Brian has given a lot of facts and that is likely why AUSA Ramaswamy didn’t even respond by the deadline that was set on Friday, February 9, 2018, for responding to Brian’s opposition brief/memorandum explaining why he should be allowed to fully prove his facts of innocence, and that his criminal conviction should be vacated and his criminal sentence also vacated. So Brian may be found innocent and the Court may move for vacatur of his sentence and conviction. By having his criminal conviction vacated and overturned, he will be the next person to be allowed to petition for removal from the Virginia Sex Offender Registry as required by the federal SORNA law.

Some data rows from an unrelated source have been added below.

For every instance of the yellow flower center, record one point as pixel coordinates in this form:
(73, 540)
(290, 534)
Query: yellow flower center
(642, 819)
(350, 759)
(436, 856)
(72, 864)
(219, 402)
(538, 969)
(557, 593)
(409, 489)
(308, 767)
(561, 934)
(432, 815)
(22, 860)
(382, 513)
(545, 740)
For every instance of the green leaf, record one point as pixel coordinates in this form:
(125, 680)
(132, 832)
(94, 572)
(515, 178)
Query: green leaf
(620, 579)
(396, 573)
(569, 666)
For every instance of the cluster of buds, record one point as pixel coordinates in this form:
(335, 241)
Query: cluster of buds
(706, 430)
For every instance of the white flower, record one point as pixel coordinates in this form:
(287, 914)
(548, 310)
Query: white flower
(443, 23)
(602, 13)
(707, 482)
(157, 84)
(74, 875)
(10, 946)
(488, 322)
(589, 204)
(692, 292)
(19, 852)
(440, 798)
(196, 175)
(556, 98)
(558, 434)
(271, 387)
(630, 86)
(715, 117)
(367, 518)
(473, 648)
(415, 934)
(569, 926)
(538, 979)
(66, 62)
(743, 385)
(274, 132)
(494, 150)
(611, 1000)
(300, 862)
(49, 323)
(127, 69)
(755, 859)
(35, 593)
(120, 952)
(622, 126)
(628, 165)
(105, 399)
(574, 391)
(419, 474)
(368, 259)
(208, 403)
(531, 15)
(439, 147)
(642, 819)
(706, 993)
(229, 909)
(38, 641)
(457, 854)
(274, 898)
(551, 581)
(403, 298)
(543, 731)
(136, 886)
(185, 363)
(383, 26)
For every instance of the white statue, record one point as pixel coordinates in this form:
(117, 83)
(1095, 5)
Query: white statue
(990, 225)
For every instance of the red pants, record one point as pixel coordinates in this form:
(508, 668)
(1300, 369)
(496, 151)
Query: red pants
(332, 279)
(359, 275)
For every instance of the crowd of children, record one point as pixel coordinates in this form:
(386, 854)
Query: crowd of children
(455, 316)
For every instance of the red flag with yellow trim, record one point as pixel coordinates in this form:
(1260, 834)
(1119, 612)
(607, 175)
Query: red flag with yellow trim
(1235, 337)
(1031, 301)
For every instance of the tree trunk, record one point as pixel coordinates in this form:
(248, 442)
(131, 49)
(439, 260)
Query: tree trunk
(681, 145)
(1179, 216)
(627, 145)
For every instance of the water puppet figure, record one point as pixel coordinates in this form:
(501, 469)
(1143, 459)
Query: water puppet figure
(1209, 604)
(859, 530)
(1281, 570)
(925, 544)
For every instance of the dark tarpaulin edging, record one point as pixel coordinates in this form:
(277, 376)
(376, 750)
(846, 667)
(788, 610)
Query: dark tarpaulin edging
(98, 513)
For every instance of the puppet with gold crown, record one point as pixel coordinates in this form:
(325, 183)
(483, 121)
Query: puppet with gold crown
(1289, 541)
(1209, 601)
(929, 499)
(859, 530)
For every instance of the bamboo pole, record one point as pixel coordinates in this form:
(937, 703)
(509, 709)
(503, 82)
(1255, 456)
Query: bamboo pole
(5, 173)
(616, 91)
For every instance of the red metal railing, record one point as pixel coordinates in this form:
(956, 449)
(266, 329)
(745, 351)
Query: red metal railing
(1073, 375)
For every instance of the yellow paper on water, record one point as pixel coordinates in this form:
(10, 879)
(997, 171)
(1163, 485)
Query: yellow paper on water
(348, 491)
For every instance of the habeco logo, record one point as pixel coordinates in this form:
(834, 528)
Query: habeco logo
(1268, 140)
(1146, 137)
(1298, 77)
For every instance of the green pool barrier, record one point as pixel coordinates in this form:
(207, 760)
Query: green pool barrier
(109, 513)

Brian’s case may be the next big case regarding a child pornography suspect being found not guilty or in a stronger case of actual innocence. Brian will finally be recognized as a true set up victim by the Federal Court and will be successful at foiling the child pornography set up attempt that was made against him likely by somebody using tormail.org or even more likely by somebody working at the Town of Mayodan or even the N.C. State Bureau of Investigation in Greensboro, North Carolina. It will be interesting to see his evidentiary hearing.